Obviously, there are differences: some traffic offenses involve strict liability rather than mens rea (as crimes do), and most traffic offenses carry lesser penalties than most crimes. Arguably, traffic offenses involve less moral turpitude than crimes, though this is hardly obvious: traffic court judges can be awfully moralistic, as can prosecutors, and many “real” crimes (in the sense of being legally on the books) seem morally laughable to most people–or at least to most normal people. I’m sure there are people out there who feel righteous indignation at the thought of someone’s smoking pot, or of someone’s getting a hand job from a consenting and well paid masseuse, or of being paid a sub-minimum but non-exploitative wage, but I tend not to associate with such morally dubious weirdos.

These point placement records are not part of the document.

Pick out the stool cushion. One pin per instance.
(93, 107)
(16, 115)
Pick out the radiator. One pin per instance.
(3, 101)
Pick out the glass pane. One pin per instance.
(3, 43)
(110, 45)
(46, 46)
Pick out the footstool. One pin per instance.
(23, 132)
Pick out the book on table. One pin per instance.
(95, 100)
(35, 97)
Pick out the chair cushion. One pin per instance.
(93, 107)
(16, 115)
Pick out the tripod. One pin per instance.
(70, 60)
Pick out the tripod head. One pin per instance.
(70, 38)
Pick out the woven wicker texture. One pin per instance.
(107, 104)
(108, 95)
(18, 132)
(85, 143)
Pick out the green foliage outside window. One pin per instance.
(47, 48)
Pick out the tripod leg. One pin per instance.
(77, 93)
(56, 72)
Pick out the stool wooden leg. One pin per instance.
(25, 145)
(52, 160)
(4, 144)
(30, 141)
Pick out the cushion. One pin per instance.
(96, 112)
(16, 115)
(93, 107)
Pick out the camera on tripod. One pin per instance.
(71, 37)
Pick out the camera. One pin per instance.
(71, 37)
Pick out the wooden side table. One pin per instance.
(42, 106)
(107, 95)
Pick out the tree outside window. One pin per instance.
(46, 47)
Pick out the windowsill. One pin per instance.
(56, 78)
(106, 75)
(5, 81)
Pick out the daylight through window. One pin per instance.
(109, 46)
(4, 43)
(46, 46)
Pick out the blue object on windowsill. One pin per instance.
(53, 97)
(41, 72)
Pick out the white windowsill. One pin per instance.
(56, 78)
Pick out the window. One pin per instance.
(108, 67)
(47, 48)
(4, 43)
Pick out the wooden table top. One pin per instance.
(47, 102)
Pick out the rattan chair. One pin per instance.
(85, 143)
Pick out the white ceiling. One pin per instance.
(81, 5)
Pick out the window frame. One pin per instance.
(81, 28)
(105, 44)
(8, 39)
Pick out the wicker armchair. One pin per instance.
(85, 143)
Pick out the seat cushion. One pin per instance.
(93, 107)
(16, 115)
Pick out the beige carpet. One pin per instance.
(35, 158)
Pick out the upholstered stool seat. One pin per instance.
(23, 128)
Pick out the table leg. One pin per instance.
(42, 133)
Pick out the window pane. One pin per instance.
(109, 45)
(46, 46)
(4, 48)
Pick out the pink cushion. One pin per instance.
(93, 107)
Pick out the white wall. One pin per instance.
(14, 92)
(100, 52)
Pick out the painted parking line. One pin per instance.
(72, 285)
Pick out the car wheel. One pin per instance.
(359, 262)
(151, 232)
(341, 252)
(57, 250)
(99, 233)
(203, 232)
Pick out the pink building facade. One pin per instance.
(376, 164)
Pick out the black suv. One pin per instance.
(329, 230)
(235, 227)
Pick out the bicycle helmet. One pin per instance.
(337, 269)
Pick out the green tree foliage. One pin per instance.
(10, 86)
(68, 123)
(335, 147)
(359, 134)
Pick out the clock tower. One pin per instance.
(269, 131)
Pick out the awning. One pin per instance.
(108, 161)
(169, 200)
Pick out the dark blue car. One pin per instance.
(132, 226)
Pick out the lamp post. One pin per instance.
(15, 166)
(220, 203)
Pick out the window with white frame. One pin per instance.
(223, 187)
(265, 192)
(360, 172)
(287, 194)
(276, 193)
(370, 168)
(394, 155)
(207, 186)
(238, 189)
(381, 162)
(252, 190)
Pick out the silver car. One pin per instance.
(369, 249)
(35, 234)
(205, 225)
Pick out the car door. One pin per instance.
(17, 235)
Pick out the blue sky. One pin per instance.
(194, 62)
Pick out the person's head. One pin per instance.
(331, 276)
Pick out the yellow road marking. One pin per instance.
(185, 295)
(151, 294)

Finally, there is ambiguity as to whether defenses that work in criminal cases work in traffic court (e.g., entrapment), but the ambiguity doesn’t erase the real similarities between traffic violations and crimes.
***The “Kantian” label is more a matter of convenience than of taxonomic accuracy. Three points here:
(a) By a “perfect duty in the Kantian sense,” I simply mean a stringent or unexceptional duty, e.g., “If you satisfy description D, where D consists of conditions 1-4, you must conscientiously refuse to plea bargain.” I’m open to the possibility that there are more than four conditions involved, but whether four or more, the issue remains the same: the number of conditions doesn’t affect the perfect nature of the duty, as long as the conjunction of the conditions entail a stringent version of the duty. To belabor what may be obvious: a perfect duty can be stated in conditional form, in which case the stringency of the duty arises from the content of the consequent, not the antecedent. (Another belaboring of the obvious: I don’t mean that the duty can be enforced by civil legislation, which is one meaning that interpreters have given to “perfect duty.”)
(b) As I think of it, the conscientious duty to refuse to plea bargain is simultaneously a duty to self and a duty to others (something I’ll explain in the next post). I’m not sure that Kant allowed for duties that cut across the self/other distinction in this way. So in this sense, the duty might not be all that Kantian.
(c) Though perfect, I don’t mean to imply that the duty in question is categorical in Kant’s sense; I mean to remain agnostic on that issue, at least here. It’s conceptually possible for a moral principle to be a hypothetical imperative but still demand a perfect duty. So the duty I describe, though meant to be perfect, is not meant to be categorical.